The weather turned. Troy cheated Alliss of his breakfast à deux and hung out the ‘Do Not Disturb’ sign until almost noon. When he emerged the clouds had cleared, the wind had dropped and there were the makings of a tolerable day.
He rode a rattling red tram down the Rue Georges Picot. He loved trams. They’d been gone from the streets of London ten years or more. He missed them. The tram stopped at the upraised hand of a gendarme in the Place des Martyrs. Troy got off and walked back up the Georges Picot, a cobblestoned street of tiny shops, open to the street, topped by rusting iron balconies, selling everything, silk and sandals included. Corny though it was, Said Hussein was right, East encountered West in its bit of everything. The sense of a black market, of an illicit trade, hung about the place for all its legality. Not so much Kipling as Masefield, thought Troy. What could be more fitting to the sense of place than that Quinquireme of Nineveh, bound for sunny Palestine in the precise beating metre of Masefield? Ivory, apes and peacocks; sandalwood, cedar and wine. Lemons out, Citroëns in – citron, Citroën. In this bazaar the twain did indeed meet. Young men in sharp suits like Hussein’s moved quickly up and down, almost oblivious to the bustle. Troy all but expected one of them to come up to him and offer to sell him what was left of the British Empire. A man in half and half – baggy pants, the frayed jacket of a discarded blue suit, topped off by a traditional kaffiyeh headdress – laboured under the burden of a huge block of melting ice wrapped in sacking and precariously perched upon his back. And a man with no concession to several thousand years of cultural crossing, in full Arab dress, herded sheep between the tramlines.

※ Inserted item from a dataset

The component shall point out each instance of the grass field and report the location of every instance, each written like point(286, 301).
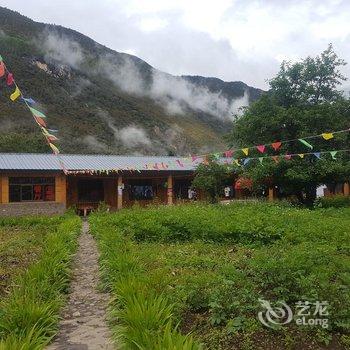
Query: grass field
point(200, 270)
point(35, 257)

Troy looked from the shepherd to the shops, gazing, he thought, at the future – symbolised on the wall of a food shop, where a bunch of ripening bananas hung between signs advertising Coca-Cola and Pepsi. Slurping the world level. Once all the world was wilderness; one day it would all be cola.
He stared a moment too long. A hand pulled him sharply backwards and a donkey saddled with wooden crates of oranges blundered forward and missed him by fractions of an inch. Troy turned to see who had pulled him clear, and found himself facing three women. Mother, daughter and granddaughter, it seemed. The mother wore black from head to foot. All he could see of her were dark eyes above the veil. The daughter, a woman of thirty-something, was dressed conservatively western, rather like a French woman of modest means ten or twelve years ago might have done – a longish skirt, a sleeveless blouse. But the granddaughter wore the uniform of ubiquitous youth, the teenage costume that could be found on the streets of London or New York, or it seemed, Beirut – T-shirt, blue jeans and sneakers. Which had saved him from going under the hoof of a determined donkey? The mother was the nearest. It had, he concluded, been her. He thanked her politely in French.
The granddaughter replied.
‘Ce n’est rien, Monsieur. Ma grandmère ne parle pas le français.’
They vanished after the donkey. Walking abreast down the cobbled street, leaving Troy thinking that he had seen colonialism in miniature, history compressed into half a century of a single family.